Homan and Finn contacted people all over the world while doing their research, and one man is coming from Australia next week to see the original sketches and visit with them.
"He found photographs of Vasco and of his wife and came up with some more material," Homan said. This included information about the Pleasanton watercolors.
"We're hoping that maybe Vasco did work in Pleasanton that we haven't heard about," Homan said. "There's always a hope that one's floating around in someone's home."
"Vasco's Livermore, 1910: Portraits from the Hub Saloon" is available for $24 at local bookstores and Arden Lane Nursery as well as at the library. Homan and Finn also give talks with PowerPoint presentations on Vasco and his portraits.
The authors have offered to share their research with descendents of the 43 men memorialized in the drawings. To learn more, email Finn at email@example.com.
Footnotes: Pleasanton resident George Johnston, an early sheep raiser in the area, is portrayed wearing a shamrock and being led by a lamb.

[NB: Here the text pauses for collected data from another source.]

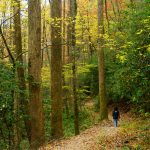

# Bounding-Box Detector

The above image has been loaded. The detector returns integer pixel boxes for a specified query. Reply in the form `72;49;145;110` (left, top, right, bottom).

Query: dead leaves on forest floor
40;120;120;150
40;106;150;150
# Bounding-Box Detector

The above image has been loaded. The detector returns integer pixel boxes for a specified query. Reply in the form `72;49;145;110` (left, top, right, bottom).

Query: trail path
40;105;132;150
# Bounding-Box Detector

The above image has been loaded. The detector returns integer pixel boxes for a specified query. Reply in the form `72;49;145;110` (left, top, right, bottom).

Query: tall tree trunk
50;0;63;139
70;0;79;135
42;0;47;68
62;0;71;118
62;0;66;63
13;0;31;145
115;0;120;17
110;0;117;18
97;0;108;120
66;0;71;64
28;0;45;149
104;0;109;30
86;10;93;59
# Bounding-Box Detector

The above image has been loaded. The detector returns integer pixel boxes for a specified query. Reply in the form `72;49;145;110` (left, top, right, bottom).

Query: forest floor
40;102;150;150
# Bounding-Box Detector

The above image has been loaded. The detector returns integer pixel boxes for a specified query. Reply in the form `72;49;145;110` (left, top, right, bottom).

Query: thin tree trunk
115;0;120;17
42;0;47;68
28;0;45;148
66;0;71;63
70;0;79;135
62;0;66;63
50;0;63;139
110;0;117;18
97;0;108;120
72;62;79;135
86;10;93;59
105;0;109;30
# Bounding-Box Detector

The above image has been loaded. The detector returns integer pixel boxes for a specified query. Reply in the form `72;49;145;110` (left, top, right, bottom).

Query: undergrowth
96;115;150;149
63;106;99;137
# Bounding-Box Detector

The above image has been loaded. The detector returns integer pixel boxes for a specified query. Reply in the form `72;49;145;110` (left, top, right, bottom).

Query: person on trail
112;107;120;127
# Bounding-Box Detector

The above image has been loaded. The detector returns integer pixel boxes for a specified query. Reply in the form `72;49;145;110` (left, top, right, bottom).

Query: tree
62;0;70;118
105;0;150;112
28;0;45;148
97;0;108;120
50;0;63;139
13;0;31;147
70;0;79;135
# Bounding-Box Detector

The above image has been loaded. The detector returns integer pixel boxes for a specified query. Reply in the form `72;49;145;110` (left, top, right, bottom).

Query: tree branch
0;25;15;66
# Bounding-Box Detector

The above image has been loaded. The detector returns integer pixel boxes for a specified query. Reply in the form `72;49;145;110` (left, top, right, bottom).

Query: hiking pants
113;119;118;127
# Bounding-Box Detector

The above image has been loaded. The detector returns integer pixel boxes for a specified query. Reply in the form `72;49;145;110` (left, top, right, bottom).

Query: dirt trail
40;107;130;150
40;124;121;150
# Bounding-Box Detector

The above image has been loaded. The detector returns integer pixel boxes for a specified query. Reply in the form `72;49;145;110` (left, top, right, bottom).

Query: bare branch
15;51;28;61
0;55;9;59
0;25;15;66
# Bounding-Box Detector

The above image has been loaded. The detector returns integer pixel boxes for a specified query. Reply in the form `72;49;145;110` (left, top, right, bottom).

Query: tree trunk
104;0;109;30
66;0;71;64
115;0;120;17
97;0;108;120
62;0;66;63
28;0;45;148
50;0;63;139
70;0;79;135
13;0;31;145
110;0;116;18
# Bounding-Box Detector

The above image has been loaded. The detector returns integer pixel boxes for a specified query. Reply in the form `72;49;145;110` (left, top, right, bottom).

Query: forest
0;0;150;149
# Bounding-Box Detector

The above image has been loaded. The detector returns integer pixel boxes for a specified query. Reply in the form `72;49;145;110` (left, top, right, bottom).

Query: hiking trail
40;103;140;150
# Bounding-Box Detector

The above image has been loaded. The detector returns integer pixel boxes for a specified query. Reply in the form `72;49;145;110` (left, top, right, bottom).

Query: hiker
112;107;120;127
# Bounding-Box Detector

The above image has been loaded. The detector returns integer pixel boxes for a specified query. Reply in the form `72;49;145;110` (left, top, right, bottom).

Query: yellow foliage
42;67;50;88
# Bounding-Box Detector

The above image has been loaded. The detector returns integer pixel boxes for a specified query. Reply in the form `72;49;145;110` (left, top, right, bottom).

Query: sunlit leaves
136;29;143;35
105;1;150;111
42;67;50;88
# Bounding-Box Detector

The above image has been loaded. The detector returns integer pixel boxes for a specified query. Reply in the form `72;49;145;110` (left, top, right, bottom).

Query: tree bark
104;0;109;30
97;0;108;120
50;0;63;139
70;0;79;135
13;0;31;145
28;0;45;148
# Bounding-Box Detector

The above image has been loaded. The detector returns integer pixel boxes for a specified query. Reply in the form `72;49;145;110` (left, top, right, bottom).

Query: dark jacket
112;110;120;119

He was born in Ireland in 1830, came to America in 1854, and to Alameda County about 1856. He lived in the large house at the corner of Second Street and Arendt Way in Pleasanton. His obituary in the Herald stated he that spent a lot of time in Livermore because of his ranching interests.

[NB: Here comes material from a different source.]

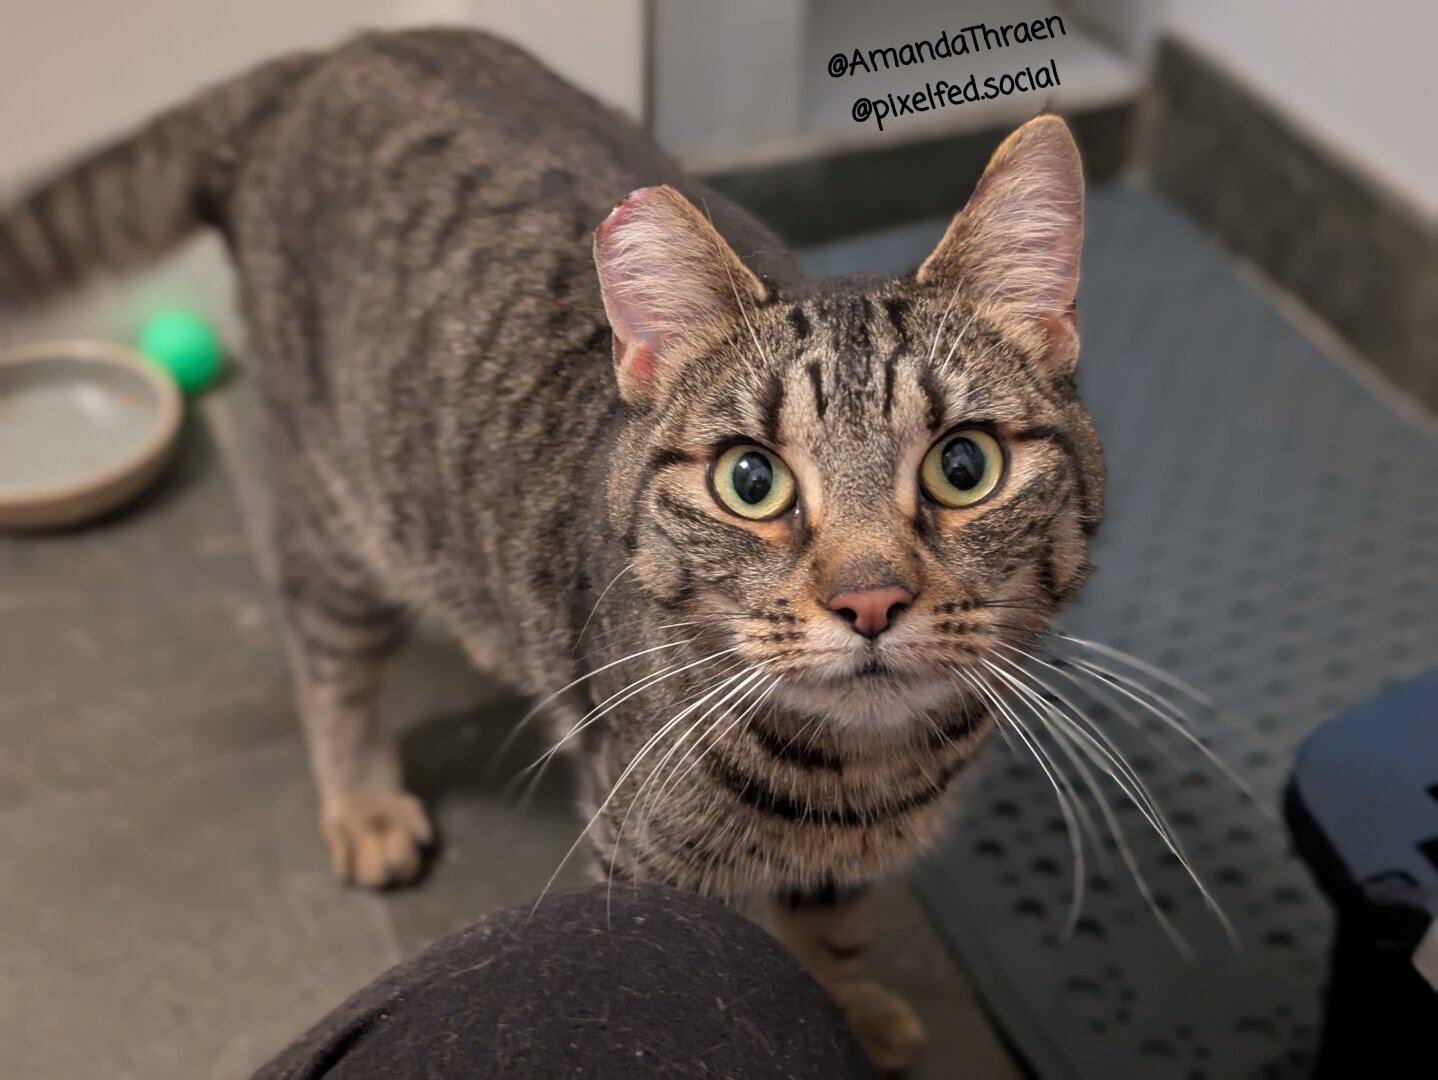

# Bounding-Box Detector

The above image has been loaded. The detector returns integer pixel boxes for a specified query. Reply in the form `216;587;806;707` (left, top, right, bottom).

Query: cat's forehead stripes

Antone "Tony" Frank Schweer moved to Pleasanton from the Eden Township with his siblings and widowed mother in 1874. In 1889 he married Maria Angelita Bernal, who had property near the racetrack. He came to own the Fashion Livery Feed and Sale Stable on Main Street, and later Schweer Mortuary. He also had 230 acres outside Livermore on Tesla Road. Vasco drew him with his boots on, so the authors conjecture he traveled through Livermore to check on his fields and cattle. He died in 1912 at the age of 50.